The Little Ice Age (1500–1850) was the opposite of today’s global warming. The latest explanation for this long-drawn-out cooling is the extinction of the indigenous populations in both Americas. Epidemics and wars brought about by the white incomers led to the death of more than 50 million people, whose traditional agriculture and hunting, based on the burning of forests, ceased. When the level of carbon dioxide in the atmosphere fell, cooling began throughout the northern hemisphere. 14 Harvest failures contributed to the European crisis; wars, uprisings and massacres erupted all over the continent, from England to Ukraine. The genocide in the Americas over the centuries was motivated by the thirst for gold or, failing that, silver. The change in climate was not a cyclical phenomenon: it was brought about by political will. The Spanish Empire created vast quantities of silver and destroyed a huge number of people; silver and wool gave birth to this empire and drained it to the last drop. Behind every sort of raw material stood the people who extracted it and the laws regulating their work. But everything began with nature – with the ore-bearing rocks of the Andes, the shoals of fish in the North Atlantic or the stretches of pastureland in Castile – and came to an end as a result of human actions. It is easy to imagine the resource economy as a man-made construct: people created it, to their advantage or detriment, in their routine appropriation of raw materials. But all these events and policies must also be looked at from the point of view of the ore, sheep, fish and weather – significant players in history, its autonomous agents.

Alchemy

Paracelsus, the father of modern medicine and a contemporary of Luther and Fugger, writes in detail about spirits. Their life is similar to human lives: spirits eat, drink, have sex with one another, and even marry, but they don’t have souls. Spirits of the mine can pass through a solid rock mass, like a person moving through the air. Sometimes they come to an agreement with a human being, seduce him or take him into service. Kobolds, also known as mine fairies, are harmless; the metal cobalt is even named after them. Gnomes can be useful, although they are cunning and treacherous; trolls are dangerous. In the German Alps, gnomes were represented as little old men equipped with beards and tails. In Sweden, mine spirits were most often described as alluring women. The Swedish geologist and alchemist Urban Hjärne participated in a witch trial in 1676. An official of the Royal Bureau of Mines, he was a renowned scholar with international connections; a member of the Royal Society in London, he spent several years in Paris. But Hjärne voted that two of the women who had had sexual relations with the devil should be burnt on a bonfire. This was one of the last witch burnings in Europe.

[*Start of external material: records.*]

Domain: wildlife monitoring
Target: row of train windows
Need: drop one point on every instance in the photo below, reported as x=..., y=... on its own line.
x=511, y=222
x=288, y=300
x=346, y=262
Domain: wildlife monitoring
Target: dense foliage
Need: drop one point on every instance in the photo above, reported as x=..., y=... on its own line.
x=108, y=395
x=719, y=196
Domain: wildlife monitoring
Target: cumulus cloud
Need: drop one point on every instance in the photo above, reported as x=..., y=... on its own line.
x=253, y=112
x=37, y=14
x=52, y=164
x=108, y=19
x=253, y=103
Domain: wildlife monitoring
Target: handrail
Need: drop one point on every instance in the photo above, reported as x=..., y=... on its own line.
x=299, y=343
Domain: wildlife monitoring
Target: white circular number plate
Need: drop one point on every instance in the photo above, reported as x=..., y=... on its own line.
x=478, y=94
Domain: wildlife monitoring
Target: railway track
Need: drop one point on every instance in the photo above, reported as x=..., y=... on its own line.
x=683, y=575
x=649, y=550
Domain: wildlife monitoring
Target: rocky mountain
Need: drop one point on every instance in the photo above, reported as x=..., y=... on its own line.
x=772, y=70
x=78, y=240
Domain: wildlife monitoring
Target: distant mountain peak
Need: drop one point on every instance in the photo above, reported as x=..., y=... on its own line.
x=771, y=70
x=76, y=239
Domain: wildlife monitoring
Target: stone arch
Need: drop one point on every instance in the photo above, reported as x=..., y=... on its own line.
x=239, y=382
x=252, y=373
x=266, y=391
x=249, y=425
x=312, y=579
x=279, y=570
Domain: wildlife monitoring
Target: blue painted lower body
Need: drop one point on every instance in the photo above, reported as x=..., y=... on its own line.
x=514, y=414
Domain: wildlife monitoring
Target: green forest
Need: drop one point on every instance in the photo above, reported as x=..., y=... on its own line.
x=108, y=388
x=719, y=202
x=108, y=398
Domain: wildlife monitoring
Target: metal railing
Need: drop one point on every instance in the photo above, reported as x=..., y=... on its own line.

Alchemists had a broad knowledge of natural magic; they were also metallurgists, physicians and astronomers. Paracelsus taught that the world consists of three universal ‘principles’ – the principle of salt, the principle of sulphur and the principle of mercury. God designated one of the elements, fire, to separate these principles. In 1661 the scientist and alchemist Robert Boyle, one of the directors of the English East India Company, published his treatise The Sceptical Chemist , which was directed against Paracelsus. The world consists not of three principles and four elements but of a countless number of atoms, which bump into each other in chance encounters. The chemical elements are primary substances that cannot be taken any further apart. Boyle thought it possible that elements could transmute; in his world there was no ether, but lead could nevertheless become gold.